Based on the current expectation for $44.11 in earnings per share this fiscal year, which ends in September, Apple trades for 14.87 times that value. Where does that figure in against recent years? Well, I've compiled a table showing the highest and lowest P/E values for Apple, based on the actual earnings in that fiscal year and the highest and lowest prices of that year. Now, that means that the P/E could have been higher or lower depending on where expectations were, but these values represent where things ended up.

The four-year average, using all 8 of these numbers, is actually 13.66, meaning Apple is trading above the average. Now I'm not saying that Apple is overvalued here, not by a long shot. I'm just saying it is above the average at the moment thanks to the recent rally.

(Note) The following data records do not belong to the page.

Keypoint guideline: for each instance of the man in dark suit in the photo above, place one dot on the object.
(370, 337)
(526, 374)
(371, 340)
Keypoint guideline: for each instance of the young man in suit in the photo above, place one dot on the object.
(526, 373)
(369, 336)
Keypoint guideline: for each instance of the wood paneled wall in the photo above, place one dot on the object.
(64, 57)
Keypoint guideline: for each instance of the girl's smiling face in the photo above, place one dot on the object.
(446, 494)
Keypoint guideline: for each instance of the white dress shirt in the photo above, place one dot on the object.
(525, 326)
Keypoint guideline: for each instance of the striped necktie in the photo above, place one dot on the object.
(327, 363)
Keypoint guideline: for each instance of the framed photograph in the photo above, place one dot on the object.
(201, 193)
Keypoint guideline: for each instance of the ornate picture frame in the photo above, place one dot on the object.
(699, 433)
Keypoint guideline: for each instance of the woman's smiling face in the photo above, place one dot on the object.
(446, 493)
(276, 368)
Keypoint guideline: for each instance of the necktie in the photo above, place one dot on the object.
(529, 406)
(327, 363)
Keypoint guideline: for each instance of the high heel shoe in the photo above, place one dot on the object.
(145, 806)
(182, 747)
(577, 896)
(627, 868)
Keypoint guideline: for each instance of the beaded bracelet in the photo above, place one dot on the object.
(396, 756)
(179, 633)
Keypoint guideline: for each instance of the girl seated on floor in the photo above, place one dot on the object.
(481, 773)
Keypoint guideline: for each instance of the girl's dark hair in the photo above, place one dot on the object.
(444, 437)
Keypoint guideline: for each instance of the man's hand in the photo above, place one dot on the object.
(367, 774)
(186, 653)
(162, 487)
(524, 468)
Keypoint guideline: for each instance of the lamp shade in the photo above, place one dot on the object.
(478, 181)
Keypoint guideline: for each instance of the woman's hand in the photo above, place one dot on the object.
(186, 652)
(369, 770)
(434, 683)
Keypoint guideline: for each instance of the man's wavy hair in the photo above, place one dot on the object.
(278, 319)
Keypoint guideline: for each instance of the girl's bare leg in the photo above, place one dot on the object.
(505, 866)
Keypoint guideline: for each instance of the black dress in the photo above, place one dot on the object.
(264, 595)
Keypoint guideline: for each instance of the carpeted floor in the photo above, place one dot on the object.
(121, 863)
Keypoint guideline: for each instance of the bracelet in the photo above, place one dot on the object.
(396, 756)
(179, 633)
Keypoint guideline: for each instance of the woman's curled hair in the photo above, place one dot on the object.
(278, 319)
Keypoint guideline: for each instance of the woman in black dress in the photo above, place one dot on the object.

But in my opinion, I think that Apple's stock price going forward will be thanks to earnings per share increases, and not valuation increases. Don't forget, the stock buyback will start to help out earnings per share figures soon. I just don't see the stock trading at 20 times expected earnings again anytime soon. I've been stating in past Apple articles that I was giving my price targets for the name based on a 15 P/E multiple. Based on this year's expectations, that gives a target of $661.65 for the end of this fiscal year. Of course, if Apple beats those expectations, and ends up with say $45-$46 in earnings this fiscal year, the target would be slightly higher. If I apply that 15 multiple to next year's current analyst estimate of $52.49, you get a rough price target of about $787.

Conclusion - It's great being great:

Apple has obviously dominated in the past couple of years, and it doesn't appear to me that anything different will happen in the near future. A new iPhone is about to launch that will spur the next round of Apple's growth, and who knows what else they have in the pipeline.

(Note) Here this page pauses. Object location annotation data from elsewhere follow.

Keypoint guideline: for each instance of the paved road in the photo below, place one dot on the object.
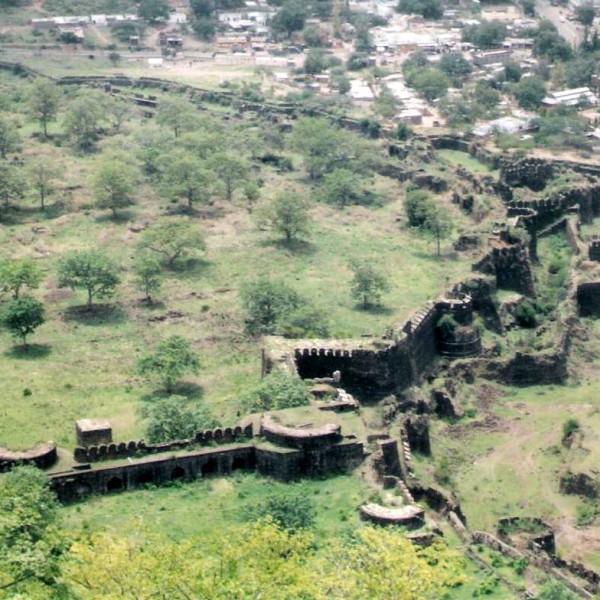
(570, 30)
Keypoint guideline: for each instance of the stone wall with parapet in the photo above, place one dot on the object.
(42, 456)
(510, 265)
(325, 455)
(220, 435)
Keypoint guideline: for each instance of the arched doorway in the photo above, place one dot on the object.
(239, 462)
(114, 484)
(210, 467)
(178, 473)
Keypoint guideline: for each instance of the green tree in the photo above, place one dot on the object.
(291, 511)
(266, 303)
(512, 71)
(114, 58)
(455, 66)
(149, 274)
(315, 62)
(42, 175)
(17, 274)
(549, 44)
(342, 187)
(204, 28)
(230, 169)
(22, 316)
(173, 240)
(417, 205)
(89, 270)
(12, 183)
(431, 83)
(325, 147)
(176, 113)
(185, 176)
(313, 36)
(555, 590)
(276, 391)
(570, 426)
(437, 225)
(368, 284)
(485, 96)
(152, 143)
(530, 92)
(262, 560)
(175, 418)
(83, 119)
(43, 102)
(114, 183)
(31, 543)
(172, 358)
(251, 192)
(288, 215)
(9, 136)
(153, 10)
(290, 17)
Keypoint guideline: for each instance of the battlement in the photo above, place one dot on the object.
(42, 456)
(113, 451)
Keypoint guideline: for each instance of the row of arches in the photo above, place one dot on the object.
(178, 473)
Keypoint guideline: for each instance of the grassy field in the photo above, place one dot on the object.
(84, 366)
(220, 503)
(462, 159)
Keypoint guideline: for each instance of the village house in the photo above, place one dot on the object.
(575, 97)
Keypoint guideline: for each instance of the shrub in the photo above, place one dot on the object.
(570, 426)
(447, 325)
(527, 314)
(276, 391)
(290, 511)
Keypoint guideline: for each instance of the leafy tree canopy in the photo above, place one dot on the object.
(175, 418)
(169, 362)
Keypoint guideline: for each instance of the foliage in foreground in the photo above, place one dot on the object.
(261, 560)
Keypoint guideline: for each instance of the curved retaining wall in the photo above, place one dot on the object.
(42, 456)
(295, 437)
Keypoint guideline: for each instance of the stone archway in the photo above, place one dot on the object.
(178, 473)
(210, 467)
(114, 484)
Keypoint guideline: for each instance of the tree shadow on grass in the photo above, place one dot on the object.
(98, 314)
(188, 389)
(192, 267)
(122, 216)
(29, 352)
(295, 247)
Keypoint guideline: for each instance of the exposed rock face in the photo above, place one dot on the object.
(579, 484)
(510, 265)
(417, 433)
(588, 299)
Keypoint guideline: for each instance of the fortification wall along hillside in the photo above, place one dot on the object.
(588, 299)
(42, 456)
(286, 453)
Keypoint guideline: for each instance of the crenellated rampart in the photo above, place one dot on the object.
(42, 456)
(100, 452)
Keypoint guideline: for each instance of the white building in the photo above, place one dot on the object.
(574, 97)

Today, I've shown a bunch of Apple numbers that may not always appear in the headlines. They all point to one thing in the end, and that is Apple's greatness. Apple has two of the hottest products on the planet right now, and the company is now paying a dividend and buying back stock. There are several reasons to own this stock now.

As for Tuesday's pullback in the stock, it was inevitable. We all know that the stock would decline at some point, it can't continue up in a straight line. In fact, if we get some bad economic news, particularly out of Europe, I wouldn't be surprised if we retreated back to $625. At that price, about half of the recent run up would have been retraced. In the end, this is a name that all long-term investors must own (I'm a trader, so I don't own it right now). As I have recommended in the past, buy this name on pullbacks. The post-earnings one was a great opportunity, and I feel you're getting another one here.

Disclosure: I have no positions in any stocks mentioned, and no plans to initiate any positions within the next 72 hours. I wrote this article myself, and it expresses my own opinions. I am not receiving compensation for it (other than from Seeking Alpha). I have no business relationship with any company whose stock is mentioned in this article.